Qual é o atual orçamento anual do ministério? Acredita que a queda será muito grande com a perda do status de ministério?

Olha, a essa altura não sei dizer. Nós herdamos dos tucanos, do Governo FHC, um orçamento de R$ 287 milhões. Mais de 70% eram para despesas fixas, luz, água, telefone. Era um ministério acanhado, sem projetos, sem investimentos. No Governo Lula, nós chegamos a ter R$ 1,3 bilhão em recursos. Houve uma perda nos últimos cinco anos e meio, mas mesmo assim é maior que a soma anterior. Mas é insuficiente. Houve muito corte e não sei dizer de cabeça. O ministério está com dificuldades financeiras para manter os projetos. É evidente que teremos perdas. O próprio ministro da Educação, em solenidade, disse que é um equívoco porque o Ministério da Educação já tem uma complexidade imensa para resolver e a presença da cultura é um problema para os dois ministérios. Tem um pouco de vingança contra a classe cultural que se manifestou contrária ao golpe. Além disso, tem uma visão estreita e burra.

Nos últimos dias observamos uma série de críticas ao Ministério da Cultura. Em uma delas, o deputado federal Stepan Nercessian (PPS-RJ) chegou a dizer que os Pontos de Cultura foram imobilizados pelo Governo Dilma. Houve algum erro de estratégia?

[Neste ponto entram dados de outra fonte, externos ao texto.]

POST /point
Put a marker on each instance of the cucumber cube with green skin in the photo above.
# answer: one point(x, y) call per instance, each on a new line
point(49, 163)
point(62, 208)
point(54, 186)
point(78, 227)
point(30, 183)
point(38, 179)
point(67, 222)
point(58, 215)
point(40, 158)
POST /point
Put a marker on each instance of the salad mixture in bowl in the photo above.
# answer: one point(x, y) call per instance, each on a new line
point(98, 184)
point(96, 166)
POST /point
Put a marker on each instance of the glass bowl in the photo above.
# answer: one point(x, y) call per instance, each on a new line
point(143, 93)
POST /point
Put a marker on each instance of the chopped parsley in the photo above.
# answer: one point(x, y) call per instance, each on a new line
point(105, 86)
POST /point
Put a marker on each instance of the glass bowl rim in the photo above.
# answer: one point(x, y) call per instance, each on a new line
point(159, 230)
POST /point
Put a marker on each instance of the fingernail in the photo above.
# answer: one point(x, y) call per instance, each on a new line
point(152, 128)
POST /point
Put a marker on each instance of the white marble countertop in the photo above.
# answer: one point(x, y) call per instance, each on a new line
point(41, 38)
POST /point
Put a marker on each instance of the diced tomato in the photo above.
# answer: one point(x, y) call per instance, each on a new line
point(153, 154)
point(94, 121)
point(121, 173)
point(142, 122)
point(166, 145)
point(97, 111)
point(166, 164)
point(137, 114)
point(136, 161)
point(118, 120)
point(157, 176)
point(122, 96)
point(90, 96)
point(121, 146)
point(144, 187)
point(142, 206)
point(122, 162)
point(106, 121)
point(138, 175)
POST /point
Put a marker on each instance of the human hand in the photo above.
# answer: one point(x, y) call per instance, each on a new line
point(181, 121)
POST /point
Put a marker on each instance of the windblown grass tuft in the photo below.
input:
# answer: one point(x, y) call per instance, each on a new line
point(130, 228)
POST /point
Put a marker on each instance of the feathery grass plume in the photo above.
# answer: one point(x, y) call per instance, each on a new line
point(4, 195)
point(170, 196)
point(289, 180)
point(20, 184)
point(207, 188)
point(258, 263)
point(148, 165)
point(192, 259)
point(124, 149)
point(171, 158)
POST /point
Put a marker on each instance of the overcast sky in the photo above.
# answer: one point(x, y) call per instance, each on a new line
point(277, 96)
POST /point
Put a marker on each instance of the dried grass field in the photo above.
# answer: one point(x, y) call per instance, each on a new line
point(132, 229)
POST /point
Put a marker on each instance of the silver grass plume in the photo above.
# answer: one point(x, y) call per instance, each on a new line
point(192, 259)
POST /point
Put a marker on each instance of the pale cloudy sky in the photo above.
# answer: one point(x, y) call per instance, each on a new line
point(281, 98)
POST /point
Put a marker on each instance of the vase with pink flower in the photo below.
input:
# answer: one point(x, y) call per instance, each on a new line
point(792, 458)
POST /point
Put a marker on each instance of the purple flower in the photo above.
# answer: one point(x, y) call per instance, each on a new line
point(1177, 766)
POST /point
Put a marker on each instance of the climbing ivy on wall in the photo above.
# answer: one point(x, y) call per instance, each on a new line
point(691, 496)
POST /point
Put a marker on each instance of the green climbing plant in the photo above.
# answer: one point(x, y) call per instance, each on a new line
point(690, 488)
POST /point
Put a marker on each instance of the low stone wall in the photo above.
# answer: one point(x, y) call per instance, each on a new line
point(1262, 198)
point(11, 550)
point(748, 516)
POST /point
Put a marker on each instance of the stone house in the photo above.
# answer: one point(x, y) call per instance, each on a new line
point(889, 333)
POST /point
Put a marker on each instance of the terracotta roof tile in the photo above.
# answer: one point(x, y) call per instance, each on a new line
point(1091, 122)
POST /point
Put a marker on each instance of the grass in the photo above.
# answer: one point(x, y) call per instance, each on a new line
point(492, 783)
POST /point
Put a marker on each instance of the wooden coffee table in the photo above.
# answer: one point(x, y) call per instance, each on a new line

É uma afirmação maliciosa e mentirosa. Hoje no Brasil se inventa, mente e calunia com muita facilidade. Não há partidarização nenhuma dos pontos. Nós temos um universo muito grande de pontos de cultura, frutos de editais, com comissões de especialistas que fazem a seleção. Infelizmente não temos como dar conta de todos os projetos, atendemos cerca de 10% deles no Brasil. Essa escolha passa pela repercussão e importância. Não tem o que dizer. São pessoas que virão para a área cultural fazer o serviço sujo.

Serviço sujo?

Desmontar o ministério, retroceder nas políticas culturais, apoiar a direita no sentido de substituir conquistas. É isso que eles vão fazer. O governo ilegítimo que está se instalando quer pessoas próximas das áreas culturais para que façam esseservicinho para eles.

O que esperar do futuro dos Pontos de Cultura com as modificações?

Governo que está chegando tem tido uma postura de falta de respeito absurda ao que foi construído. Eles falam muita bobagem e não sabem o que está acontecendo. Está tudo ameaçado. Tudo que houve de fortalecimento está sob risco. É um governo que responde muito mais pelos anseios do capital do que aos anseios da população brasileira.

A Lei Rouanet vem sofrendo muitas críticas por conta do seu formato…

Eu sou o maior crítico dela. É uma lei ruim. É uma lei que pega dinheiro público e dá para o Departamento de Marketing de uma empresa determinar onde se deve usar. A gestão que é feita é isenta, respeita as condições legais. O defeito está no corpo da lei, o conteúdo dela.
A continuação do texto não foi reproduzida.